Mighty Mo and Friends
First the history:
I had the misfortune (ok I messed up) of breaking the drivers side front axle shaft in Mighty Mo. There were no spare D25-10 spline axles available and since there is a Lock-Right in there, I pulled the broken shaft out and wheeled the rest of the weekend in 3 wheel drive. When I got back home I repaired the body damage and then decided it was time to fix the axle. I have broken axles before and thought no big deal. I drained the differential, pulled the passenger side axle, removed the differential bearing caps and expected to be able to pop the carrier right out. WRONG.
I worked on this for off and on for a week and a half. The factory manual says that a housing spreader should be used and not to exceed 0.020" spread. My home made spreader could not get more than 0.010". I had previously used this when I installed the Lock-Right so I was confused. I noticed that the housing spreader was bending. Eventually I built a housing spreader out of 1/2 x 2" steel. The original was 1/4 x 1 1/2" steel. This provided 0.020: spread but even using a 3 foot crowbar, the carrier refused to come out.

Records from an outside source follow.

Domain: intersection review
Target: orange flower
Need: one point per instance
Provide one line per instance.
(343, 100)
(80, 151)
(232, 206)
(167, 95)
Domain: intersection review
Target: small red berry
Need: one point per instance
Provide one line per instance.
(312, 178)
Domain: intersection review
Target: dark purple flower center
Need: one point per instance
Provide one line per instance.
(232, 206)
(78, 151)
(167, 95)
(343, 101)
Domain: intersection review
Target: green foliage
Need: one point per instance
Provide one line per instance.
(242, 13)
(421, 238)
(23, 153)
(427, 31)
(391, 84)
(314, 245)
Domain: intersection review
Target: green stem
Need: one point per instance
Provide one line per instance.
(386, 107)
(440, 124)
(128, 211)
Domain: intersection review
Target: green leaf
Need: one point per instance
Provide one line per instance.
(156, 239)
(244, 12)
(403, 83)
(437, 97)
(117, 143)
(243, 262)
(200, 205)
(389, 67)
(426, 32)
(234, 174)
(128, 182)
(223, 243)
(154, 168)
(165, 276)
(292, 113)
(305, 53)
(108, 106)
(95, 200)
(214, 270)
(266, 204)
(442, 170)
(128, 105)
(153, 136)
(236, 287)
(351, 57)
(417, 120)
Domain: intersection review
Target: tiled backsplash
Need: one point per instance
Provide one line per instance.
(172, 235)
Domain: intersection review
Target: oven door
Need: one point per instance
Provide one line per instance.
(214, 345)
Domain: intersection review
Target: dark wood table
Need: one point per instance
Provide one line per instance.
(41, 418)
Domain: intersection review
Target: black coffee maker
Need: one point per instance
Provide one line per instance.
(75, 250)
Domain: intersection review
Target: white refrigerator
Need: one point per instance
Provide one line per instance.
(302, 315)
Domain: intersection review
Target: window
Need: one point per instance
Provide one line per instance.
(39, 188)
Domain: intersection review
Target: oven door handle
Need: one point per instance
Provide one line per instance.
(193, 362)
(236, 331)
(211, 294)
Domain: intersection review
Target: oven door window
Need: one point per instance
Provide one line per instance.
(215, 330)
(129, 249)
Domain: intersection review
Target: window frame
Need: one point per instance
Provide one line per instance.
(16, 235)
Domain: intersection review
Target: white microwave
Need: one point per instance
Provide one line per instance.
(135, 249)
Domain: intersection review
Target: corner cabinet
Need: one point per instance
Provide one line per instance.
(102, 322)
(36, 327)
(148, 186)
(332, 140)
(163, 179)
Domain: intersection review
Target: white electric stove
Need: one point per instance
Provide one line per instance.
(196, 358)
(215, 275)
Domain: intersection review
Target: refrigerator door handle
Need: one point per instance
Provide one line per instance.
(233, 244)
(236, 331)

I was talking to Bob Stevenot (Stev) and he suggested I might be able to remove the broken piece on the side gear if I remover the cross shaft and used something to drive it out. This proved to be a "forest & trees / alligators / swamp" moment. Thank you Stev.
When I attempted to pull the cross shaft I found the shaft would not slide out past the ring gear. I had read that some people have slightly ground the teeth of the ring gear to remove the cross shaft with out any problems to durability of the ring gear. A few minutes with an air grinder and the pin slid right out. See the pictures below for the entire process. If the ring gear fails, or there are other "issues" I will revise this page with a warning. Since the gear required very minor alteration, I don't expect there to be any problems though.
Like I said before, I have read that this is a safe modification. I decided that I would try it. Do this at your own risk.